Swift Trail Drive Time: Allow around 5 hours for the round-trip drive and additional time for side trips.
At a Glance
|Closed annually due to anticipated winter weather from Nov 14-April 15 at the Shannon Campground around 20 miles up the mountain.
|April 15 - November 14
|Safford Ranger District (928)428-4150
From Safford, Arizona: Drive south from Safford on US 191. About 8 miles from the center of town turn southwest on AZ 366, the Swift Trail, and continue 35.2 miles to the end of the road.
From Tucson, Arizona: Take I-10 east for 90 miles. Take exit 352 for US 191, and turn left toward Safford. Drive 26.3 miles north and turn left on AZ 366/Swift Trail.
At pullouts along the road you will find interpretive plaques.
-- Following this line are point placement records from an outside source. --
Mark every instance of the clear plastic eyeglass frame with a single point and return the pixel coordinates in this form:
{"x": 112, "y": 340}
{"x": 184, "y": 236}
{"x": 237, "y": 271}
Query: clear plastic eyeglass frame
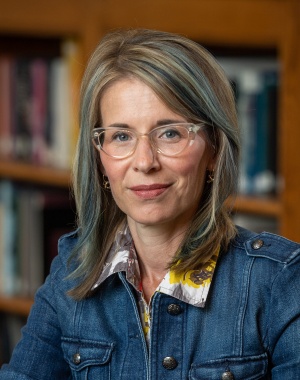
{"x": 168, "y": 140}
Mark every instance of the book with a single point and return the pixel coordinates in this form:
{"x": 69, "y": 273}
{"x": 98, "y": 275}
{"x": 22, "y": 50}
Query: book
{"x": 256, "y": 84}
{"x": 6, "y": 65}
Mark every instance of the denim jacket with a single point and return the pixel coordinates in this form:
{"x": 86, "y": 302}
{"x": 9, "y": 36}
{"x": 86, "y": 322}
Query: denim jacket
{"x": 248, "y": 329}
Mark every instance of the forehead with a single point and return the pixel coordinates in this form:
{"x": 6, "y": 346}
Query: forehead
{"x": 131, "y": 101}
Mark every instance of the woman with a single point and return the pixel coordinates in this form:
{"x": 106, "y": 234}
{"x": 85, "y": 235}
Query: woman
{"x": 157, "y": 283}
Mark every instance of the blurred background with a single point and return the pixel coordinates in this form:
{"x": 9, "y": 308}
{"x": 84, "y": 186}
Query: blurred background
{"x": 44, "y": 48}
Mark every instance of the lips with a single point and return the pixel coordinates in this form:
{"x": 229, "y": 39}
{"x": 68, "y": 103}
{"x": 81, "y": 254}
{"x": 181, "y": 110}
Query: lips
{"x": 149, "y": 191}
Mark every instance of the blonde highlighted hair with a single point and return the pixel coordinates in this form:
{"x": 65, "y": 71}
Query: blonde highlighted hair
{"x": 191, "y": 83}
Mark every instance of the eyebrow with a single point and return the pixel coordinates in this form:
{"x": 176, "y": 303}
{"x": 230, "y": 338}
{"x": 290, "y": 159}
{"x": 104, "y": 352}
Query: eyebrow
{"x": 159, "y": 123}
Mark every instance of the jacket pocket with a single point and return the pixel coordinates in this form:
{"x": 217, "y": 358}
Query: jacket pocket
{"x": 88, "y": 359}
{"x": 244, "y": 368}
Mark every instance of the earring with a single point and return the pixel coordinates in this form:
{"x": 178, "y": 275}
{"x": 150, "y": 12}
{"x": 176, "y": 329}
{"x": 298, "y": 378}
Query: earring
{"x": 211, "y": 177}
{"x": 106, "y": 183}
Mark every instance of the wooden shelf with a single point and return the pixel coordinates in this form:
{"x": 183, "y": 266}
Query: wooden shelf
{"x": 258, "y": 205}
{"x": 19, "y": 171}
{"x": 16, "y": 305}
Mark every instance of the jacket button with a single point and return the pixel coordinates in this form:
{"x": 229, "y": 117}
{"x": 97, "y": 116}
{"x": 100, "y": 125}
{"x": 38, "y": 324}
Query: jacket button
{"x": 174, "y": 309}
{"x": 169, "y": 362}
{"x": 257, "y": 244}
{"x": 76, "y": 358}
{"x": 227, "y": 376}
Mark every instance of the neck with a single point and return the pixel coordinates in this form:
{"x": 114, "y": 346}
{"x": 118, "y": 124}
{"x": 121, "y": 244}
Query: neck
{"x": 156, "y": 246}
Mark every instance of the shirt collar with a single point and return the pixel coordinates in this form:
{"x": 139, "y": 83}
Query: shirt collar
{"x": 191, "y": 287}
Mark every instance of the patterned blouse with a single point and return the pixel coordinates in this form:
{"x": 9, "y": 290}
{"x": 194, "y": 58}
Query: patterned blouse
{"x": 191, "y": 287}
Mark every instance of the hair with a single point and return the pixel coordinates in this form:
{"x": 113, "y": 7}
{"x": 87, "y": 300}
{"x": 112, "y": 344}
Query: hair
{"x": 190, "y": 82}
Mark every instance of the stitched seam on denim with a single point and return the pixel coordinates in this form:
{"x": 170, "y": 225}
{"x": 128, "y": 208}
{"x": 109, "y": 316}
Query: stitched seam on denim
{"x": 266, "y": 337}
{"x": 238, "y": 341}
{"x": 137, "y": 315}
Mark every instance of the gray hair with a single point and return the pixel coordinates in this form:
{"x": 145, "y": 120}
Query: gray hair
{"x": 191, "y": 83}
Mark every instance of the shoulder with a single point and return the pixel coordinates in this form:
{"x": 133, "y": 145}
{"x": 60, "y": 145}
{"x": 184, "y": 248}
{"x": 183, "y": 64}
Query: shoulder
{"x": 265, "y": 245}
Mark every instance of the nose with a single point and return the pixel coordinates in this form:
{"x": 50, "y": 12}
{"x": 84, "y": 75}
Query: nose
{"x": 145, "y": 156}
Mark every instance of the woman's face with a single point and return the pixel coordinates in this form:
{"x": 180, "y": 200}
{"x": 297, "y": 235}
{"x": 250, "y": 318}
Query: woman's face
{"x": 150, "y": 188}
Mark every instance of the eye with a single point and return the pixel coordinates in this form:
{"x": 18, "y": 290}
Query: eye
{"x": 121, "y": 136}
{"x": 169, "y": 134}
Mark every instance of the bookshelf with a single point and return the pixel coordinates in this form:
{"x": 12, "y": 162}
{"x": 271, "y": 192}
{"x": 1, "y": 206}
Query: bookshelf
{"x": 263, "y": 24}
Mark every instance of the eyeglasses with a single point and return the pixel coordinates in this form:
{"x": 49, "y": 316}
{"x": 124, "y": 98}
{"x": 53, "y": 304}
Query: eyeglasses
{"x": 169, "y": 140}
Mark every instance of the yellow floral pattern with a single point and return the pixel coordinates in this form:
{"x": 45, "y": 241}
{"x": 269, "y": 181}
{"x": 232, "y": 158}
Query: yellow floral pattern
{"x": 191, "y": 287}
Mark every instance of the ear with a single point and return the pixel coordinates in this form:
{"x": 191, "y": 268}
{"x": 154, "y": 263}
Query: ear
{"x": 102, "y": 169}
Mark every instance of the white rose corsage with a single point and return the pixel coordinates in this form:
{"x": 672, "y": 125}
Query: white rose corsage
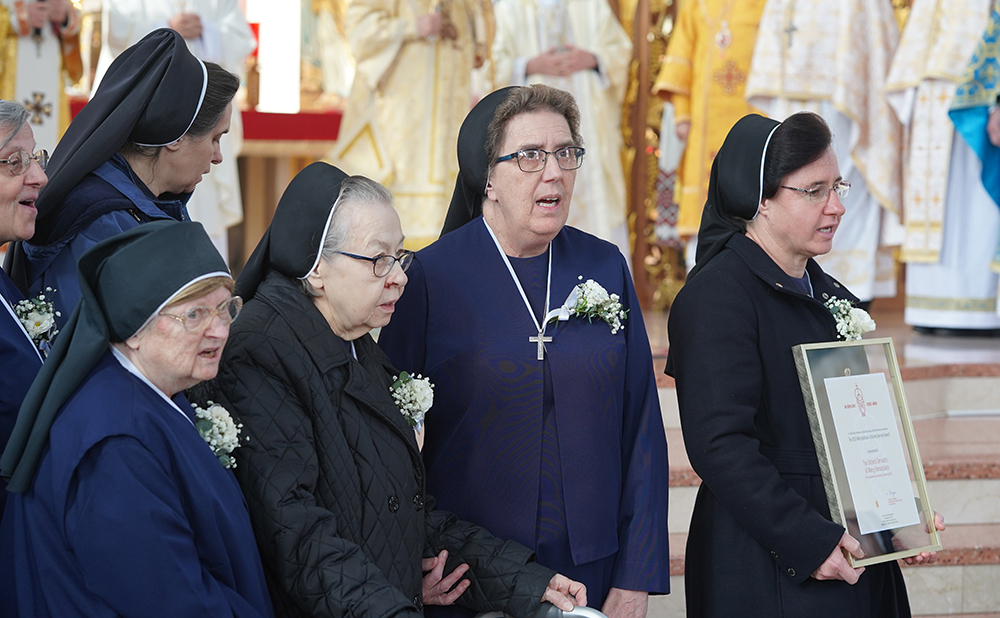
{"x": 852, "y": 322}
{"x": 38, "y": 316}
{"x": 414, "y": 396}
{"x": 590, "y": 300}
{"x": 220, "y": 432}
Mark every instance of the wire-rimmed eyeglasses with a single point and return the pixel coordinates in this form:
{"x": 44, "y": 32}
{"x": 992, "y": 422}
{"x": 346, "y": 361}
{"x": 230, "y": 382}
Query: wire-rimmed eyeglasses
{"x": 382, "y": 264}
{"x": 821, "y": 193}
{"x": 533, "y": 159}
{"x": 195, "y": 320}
{"x": 20, "y": 160}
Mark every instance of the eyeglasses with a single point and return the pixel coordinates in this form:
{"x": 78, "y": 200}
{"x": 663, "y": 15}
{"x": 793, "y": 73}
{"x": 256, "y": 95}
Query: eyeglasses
{"x": 20, "y": 160}
{"x": 382, "y": 264}
{"x": 820, "y": 194}
{"x": 533, "y": 159}
{"x": 197, "y": 319}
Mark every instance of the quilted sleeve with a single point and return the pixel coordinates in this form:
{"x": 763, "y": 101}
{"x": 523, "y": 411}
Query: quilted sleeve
{"x": 278, "y": 470}
{"x": 503, "y": 575}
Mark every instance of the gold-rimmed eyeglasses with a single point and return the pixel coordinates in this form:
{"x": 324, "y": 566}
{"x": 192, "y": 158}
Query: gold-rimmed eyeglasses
{"x": 197, "y": 319}
{"x": 821, "y": 193}
{"x": 19, "y": 161}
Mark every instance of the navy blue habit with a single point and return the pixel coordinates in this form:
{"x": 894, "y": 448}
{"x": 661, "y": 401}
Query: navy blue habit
{"x": 130, "y": 513}
{"x": 567, "y": 455}
{"x": 19, "y": 362}
{"x": 108, "y": 201}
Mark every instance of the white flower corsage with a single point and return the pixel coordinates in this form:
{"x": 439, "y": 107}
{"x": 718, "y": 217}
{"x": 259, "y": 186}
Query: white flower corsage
{"x": 38, "y": 316}
{"x": 217, "y": 428}
{"x": 590, "y": 300}
{"x": 852, "y": 322}
{"x": 414, "y": 396}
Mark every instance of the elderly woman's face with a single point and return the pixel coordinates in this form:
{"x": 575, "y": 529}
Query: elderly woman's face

Diverse scenery. Breathtaking vistas.Camping and picnicking. Hiking and horsebacking. Fishing and boating. Biking. Historic sites. Fall colors. Wildlife viewing. The entire road is open to vehicular use from April 15 thru November 14 snow permitting. Note....This winter closure period applies only to motorized vehicles. This seasonal closure occurs approximately one-half mile beyond the Shannon Campground. This route remains open to hikers, cross-country skiers, mountain bikes and other non-motorized users, so they may continue beyond the locked gate. Also, lower elevation sections may be used year-round, unless closed because of snow. Road Conditions: 21.85 miles of the route are paved, 13.35 miles are graded dirt. The Swift Trail is a winding road not recommended for vehicles over 26 feet long. It is closed 21.85 miles from its junction with U. S. 191 from November 15 to April 15. During this same period much of the road above Noon Creek is snow covered and slippery. Shady areas remain icy all winter long.